En guise de conclusion, Charles de Gaulle résumait ces divers enjeux : « En nouant avec ce pays, avec cet État, des relations officielles, comme maintes autres nations libres l'ont fait auparavant, et comme nous l'avons fait avec d'autres pays qui subissent des régimes analogues, la France ne fait que reconnaître le monde tel qu'il est. Mais, il se peut aussi que dans l'immense évolution actuelle du monde, en multipliant les contacts directs, de peuple à peuple, on serve la cause des hommes.

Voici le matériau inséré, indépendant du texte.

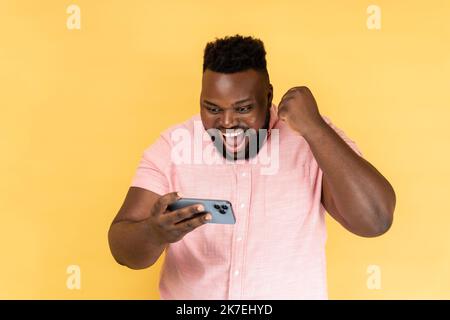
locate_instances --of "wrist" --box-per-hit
[143,218,167,247]
[302,117,328,141]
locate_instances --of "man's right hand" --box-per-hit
[147,192,212,245]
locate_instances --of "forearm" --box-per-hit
[108,219,167,270]
[303,119,396,233]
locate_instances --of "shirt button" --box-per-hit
[237,237,242,242]
[241,172,247,177]
[234,270,240,276]
[240,203,245,208]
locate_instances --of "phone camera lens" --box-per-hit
[219,209,226,214]
[221,205,228,210]
[214,204,220,210]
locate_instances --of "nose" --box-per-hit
[220,110,238,129]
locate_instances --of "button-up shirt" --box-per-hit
[130,104,362,299]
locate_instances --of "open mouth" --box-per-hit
[221,128,247,153]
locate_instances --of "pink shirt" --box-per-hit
[130,105,362,299]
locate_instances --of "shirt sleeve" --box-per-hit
[130,135,171,195]
[322,116,363,157]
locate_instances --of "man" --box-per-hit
[108,35,396,299]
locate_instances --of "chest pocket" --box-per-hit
[173,164,233,201]
[263,164,314,224]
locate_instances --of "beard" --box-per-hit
[207,109,271,161]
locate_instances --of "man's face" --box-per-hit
[200,69,273,160]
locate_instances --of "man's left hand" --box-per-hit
[277,86,326,137]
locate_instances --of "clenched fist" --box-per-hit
[277,86,326,136]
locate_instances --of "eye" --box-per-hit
[205,106,221,114]
[236,105,253,113]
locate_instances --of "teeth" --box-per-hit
[222,129,244,138]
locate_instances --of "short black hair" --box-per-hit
[203,34,268,75]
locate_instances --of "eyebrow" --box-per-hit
[203,98,253,108]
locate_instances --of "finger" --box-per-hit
[152,191,181,216]
[296,86,311,94]
[162,203,205,225]
[175,212,212,234]
[277,98,292,120]
[278,94,294,111]
[280,88,297,102]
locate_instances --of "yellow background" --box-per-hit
[1,0,449,299]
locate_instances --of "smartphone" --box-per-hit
[167,198,236,224]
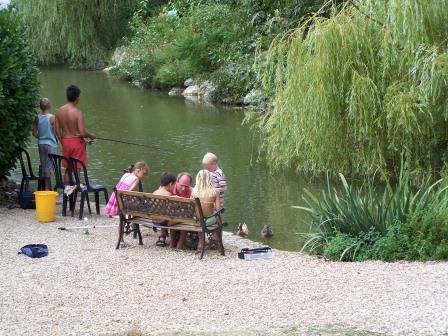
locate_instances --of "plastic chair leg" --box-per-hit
[86,194,92,214]
[70,192,77,217]
[95,192,100,214]
[79,193,85,220]
[62,194,68,216]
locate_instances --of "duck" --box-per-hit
[236,223,249,237]
[261,224,273,238]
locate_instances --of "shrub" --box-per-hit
[0,9,40,179]
[116,2,251,89]
[325,232,361,261]
[113,0,327,99]
[298,171,448,261]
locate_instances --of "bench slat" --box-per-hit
[123,211,200,225]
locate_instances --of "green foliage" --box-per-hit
[116,2,245,88]
[325,232,361,261]
[250,0,448,176]
[13,0,137,69]
[115,0,326,97]
[0,9,40,179]
[298,170,448,261]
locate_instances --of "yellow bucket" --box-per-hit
[34,191,58,222]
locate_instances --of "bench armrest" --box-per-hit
[203,207,224,221]
[202,208,227,228]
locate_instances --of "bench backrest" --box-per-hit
[115,190,204,225]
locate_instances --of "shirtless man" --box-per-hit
[54,85,95,182]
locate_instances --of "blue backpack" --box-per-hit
[19,244,48,258]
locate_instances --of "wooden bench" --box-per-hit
[115,189,226,259]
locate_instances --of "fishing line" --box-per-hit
[95,136,166,151]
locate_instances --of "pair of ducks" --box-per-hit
[236,223,273,238]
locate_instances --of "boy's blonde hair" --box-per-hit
[192,170,217,199]
[202,152,218,165]
[39,97,50,110]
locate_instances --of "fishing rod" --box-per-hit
[95,136,164,151]
[58,224,118,230]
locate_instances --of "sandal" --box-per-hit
[207,240,220,250]
[156,236,166,247]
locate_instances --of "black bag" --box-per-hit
[18,191,36,209]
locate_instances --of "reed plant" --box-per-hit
[296,170,448,261]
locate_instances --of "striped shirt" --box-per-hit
[210,167,227,207]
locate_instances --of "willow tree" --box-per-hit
[251,0,448,176]
[13,0,136,68]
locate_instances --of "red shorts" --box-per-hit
[61,137,87,169]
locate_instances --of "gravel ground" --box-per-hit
[1,205,448,336]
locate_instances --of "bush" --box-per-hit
[113,0,327,99]
[116,2,245,89]
[0,9,40,179]
[325,232,361,261]
[298,171,448,261]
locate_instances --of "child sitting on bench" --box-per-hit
[105,162,149,217]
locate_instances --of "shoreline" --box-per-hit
[1,205,447,335]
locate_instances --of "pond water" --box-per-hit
[16,67,325,251]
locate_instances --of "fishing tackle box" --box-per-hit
[238,247,274,260]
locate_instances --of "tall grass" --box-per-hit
[296,170,448,261]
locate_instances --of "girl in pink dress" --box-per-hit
[105,162,149,217]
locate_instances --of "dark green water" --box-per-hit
[17,67,324,251]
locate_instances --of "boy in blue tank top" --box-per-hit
[32,98,57,190]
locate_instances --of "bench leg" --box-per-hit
[136,224,143,245]
[218,228,225,256]
[116,219,124,249]
[199,231,206,260]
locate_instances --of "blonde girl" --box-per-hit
[191,169,220,250]
[105,162,149,217]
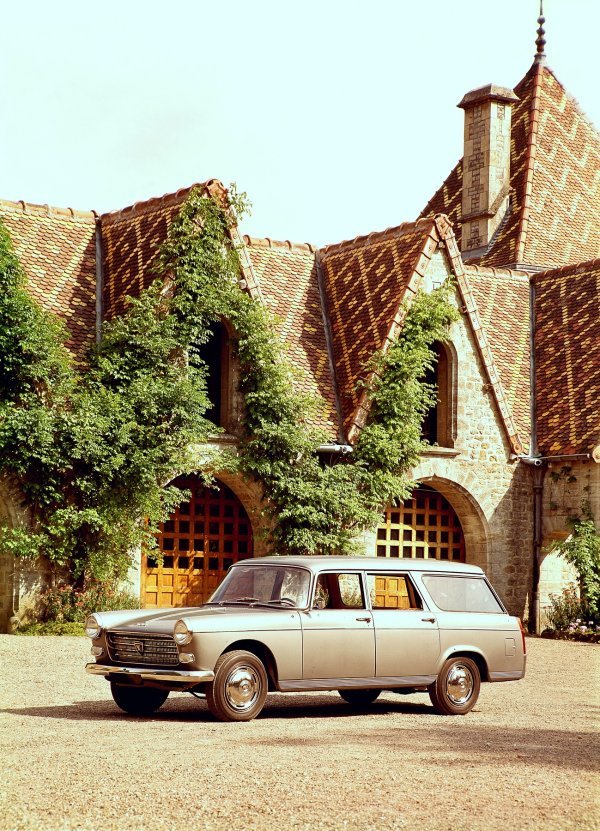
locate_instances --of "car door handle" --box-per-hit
[421,617,436,623]
[356,616,372,623]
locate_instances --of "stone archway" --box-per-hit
[141,473,264,608]
[373,475,490,573]
[414,475,490,572]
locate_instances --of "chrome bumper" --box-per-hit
[86,662,215,685]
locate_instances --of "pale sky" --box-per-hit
[1,0,598,247]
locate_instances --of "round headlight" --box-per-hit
[173,620,192,645]
[85,614,102,639]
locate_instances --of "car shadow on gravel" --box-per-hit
[0,695,432,723]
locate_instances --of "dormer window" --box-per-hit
[420,341,456,448]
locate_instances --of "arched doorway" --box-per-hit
[142,475,253,607]
[376,484,466,561]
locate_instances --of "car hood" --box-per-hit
[98,604,301,635]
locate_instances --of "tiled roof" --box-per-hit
[100,180,225,319]
[464,265,531,450]
[420,62,600,270]
[534,258,600,456]
[0,199,97,356]
[243,236,338,437]
[319,218,439,440]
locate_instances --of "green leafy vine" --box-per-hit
[0,188,458,582]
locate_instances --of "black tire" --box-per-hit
[110,682,169,716]
[428,657,480,715]
[206,650,268,722]
[338,688,381,706]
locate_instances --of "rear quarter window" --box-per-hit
[422,575,504,613]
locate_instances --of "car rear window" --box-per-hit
[422,575,504,613]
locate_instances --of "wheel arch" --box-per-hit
[440,647,489,682]
[222,639,279,691]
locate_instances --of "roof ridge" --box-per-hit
[100,179,225,223]
[514,61,544,264]
[464,264,530,281]
[0,197,97,222]
[535,257,600,279]
[242,235,316,254]
[320,216,435,258]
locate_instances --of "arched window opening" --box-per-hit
[376,485,465,562]
[191,321,231,430]
[420,341,455,448]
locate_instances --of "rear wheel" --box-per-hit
[206,650,268,722]
[110,682,169,716]
[428,657,480,715]
[338,689,381,706]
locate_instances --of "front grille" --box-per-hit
[107,632,179,666]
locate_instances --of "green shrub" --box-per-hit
[39,581,140,624]
[15,621,85,636]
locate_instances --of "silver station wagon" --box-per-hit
[85,556,526,721]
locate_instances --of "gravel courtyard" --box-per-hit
[0,635,598,831]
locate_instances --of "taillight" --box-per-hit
[518,618,527,654]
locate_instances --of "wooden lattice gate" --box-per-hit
[376,485,466,562]
[142,476,253,607]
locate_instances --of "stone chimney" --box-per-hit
[457,84,519,256]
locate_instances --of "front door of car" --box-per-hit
[367,572,441,678]
[301,572,375,680]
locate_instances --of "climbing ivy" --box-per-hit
[0,187,458,582]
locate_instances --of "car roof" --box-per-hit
[233,556,484,575]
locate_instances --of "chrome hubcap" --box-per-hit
[446,664,474,705]
[225,666,260,711]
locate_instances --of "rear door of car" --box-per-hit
[367,571,441,678]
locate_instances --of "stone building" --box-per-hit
[0,15,598,632]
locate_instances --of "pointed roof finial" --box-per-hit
[534,0,546,63]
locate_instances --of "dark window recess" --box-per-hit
[163,556,174,568]
[224,505,234,518]
[162,539,174,551]
[147,556,158,568]
[209,523,219,535]
[377,528,386,540]
[223,540,233,553]
[209,540,219,552]
[223,558,234,570]
[209,504,220,517]
[163,520,175,533]
[178,557,190,569]
[193,557,204,569]
[238,541,248,554]
[403,529,412,541]
[224,522,234,535]
[390,529,400,541]
[178,539,189,551]
[191,325,224,426]
[179,502,190,516]
[193,539,204,551]
[377,546,386,557]
[194,521,204,534]
[178,521,190,534]
[420,351,439,444]
[208,557,219,570]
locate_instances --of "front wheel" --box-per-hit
[428,657,480,715]
[338,689,381,706]
[110,682,169,716]
[206,650,268,722]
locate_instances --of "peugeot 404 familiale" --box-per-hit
[85,556,526,721]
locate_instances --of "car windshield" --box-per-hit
[207,565,311,608]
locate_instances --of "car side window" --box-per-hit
[367,573,423,610]
[313,573,365,609]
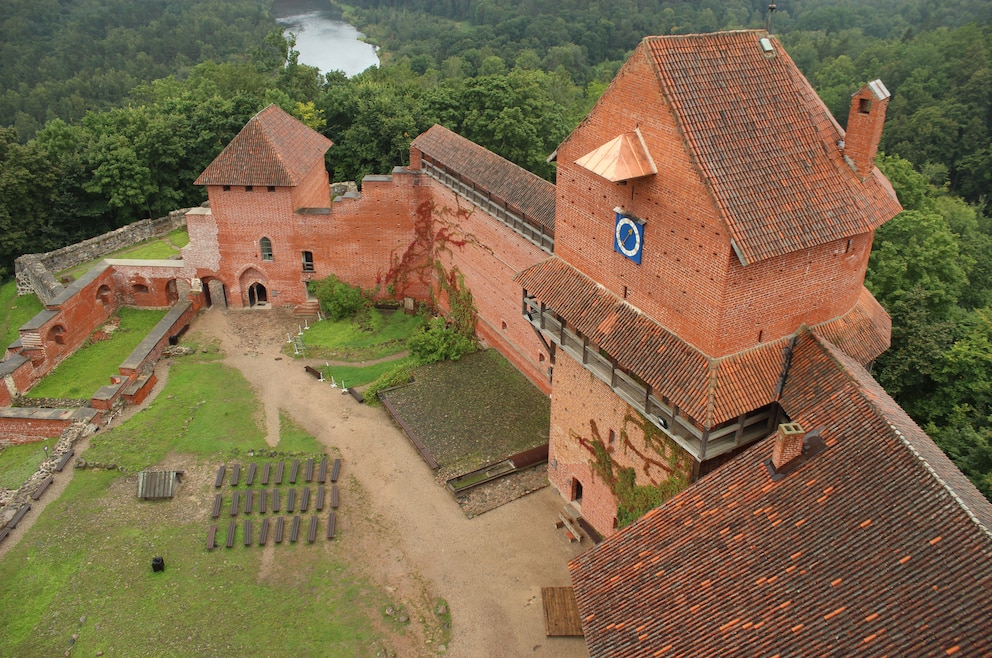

C'est-à-dire : celle de la sagesse, du progrès et de la paix. » Et en faisait finalement les instruments d'une indépendance vis-à-vis des deux blocs : « Il se peut que ces contacts contribuent à l'atténuation, déjà commencée, entre les, des contrastes et des oppositions dramatiques, entre les camps qui divisent l'univers. »
Un mécontentement américain
« Ici New York, l'établissement de relations entre la Chine communiste et la France énerve considérablement les Américains », annonçait depuis les États-Unis un journaliste au journal télévisé de 20h du 28 janvier 1964. Dans cette archive disponible ci-dessous, il poursuivait : « Il n'y a qu'à lire la presse américaine et à discuter avec les diplomates à Washington pour en être convaincu : les États-Unis voient d'un très mauvais œil la reconnaissance de la Chine communiste par la France ».
Reconnaissance Chine : Pékin
1964 - 02:17 - vidéo
Comment l'expliquer ? L'Angleterre avait déjà rétabli des relations avec la puissance depuis 1960 sans que cela n'émeuve outre-atlantique. « D'abord nous sommes dans une année électorale aux États-Unis (...) Les Américains quand ils sont dans un période électoral aimeraient que tout s'arrête à travers le monde. (...) En réalité, il y a une autre raison : toute initiative diplomatique qui peut venir de Paris et qui n'est pas tout à fait dans la ligne politique diplomatique américaine est toujours mal interprétée à Washington. Car les Américains, on ne sait pas pourquoi, ont l'impression que toutes les décisions prises à Paris sont en réalité dirigée contre eux. C'est beaucoup plus un climat psychologique qu'un fait politique. » Le journaliste croyait en l'apaisement, à terme, des relations entre les États-Unis et la France.